Disruptive technology such as machine learning, artificial intelligence, and the Internet of Things (IoT) hold a great deal of promise, offering to digitally transform your business processes and your organization as a whole. Market research firm IDC projects that worldwide spending on cognitive and artificial intelligence systems will nearly quintuple from $12 billion in 2017 to $58 billion in 2021.

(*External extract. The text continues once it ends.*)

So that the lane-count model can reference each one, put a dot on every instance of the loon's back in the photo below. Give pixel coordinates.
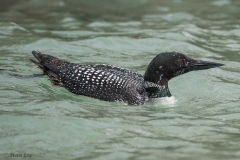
(104, 82)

However, it’s important to remember that with every great potential opportunity, organizations open themselves up to risk as well. Below, we look at the 6 biggest disruptive tech risks that we see businesses facing in 2019, and talk about the way that organizations are mitigating them.
Risks of Machine Learning
1. User Privacy
Concerns about consumer privacy reached new heights in 2018, as a number of companies suffered high-profile data breaches that compromised their customers’ private information. Notably, it was reported that Marriott International Inc. faced a breach that exposed the personal information of 500 million customers. Through the attack, the hackers were able to gain access to names, phone numbers, emails, passport numbers, travel details and payment information of customers.
Machine learning necessarily requires vast amounts of data. With breaches like this on the rise, companies are facing the difficulty of gathering this data without violating their users’ privacy or exposing their personal information to malicious actors.
2. Fairness and Equity
Machine learning is exciting for many applications because it offers the possibility of removing human biases from the equation when making important judgments and decisions. However, this is only effective if the dataset and model are themselves free of bias.
In October 2018, for example, the news broke that Amazon had reportedly scrapped a machine learning tool for selecting the top resumes among its job candidates, because the system discriminated against women. The bias was apparently due to the fact that the tool was trained on a dataset of resumes from previous applicants, who were predominantly male.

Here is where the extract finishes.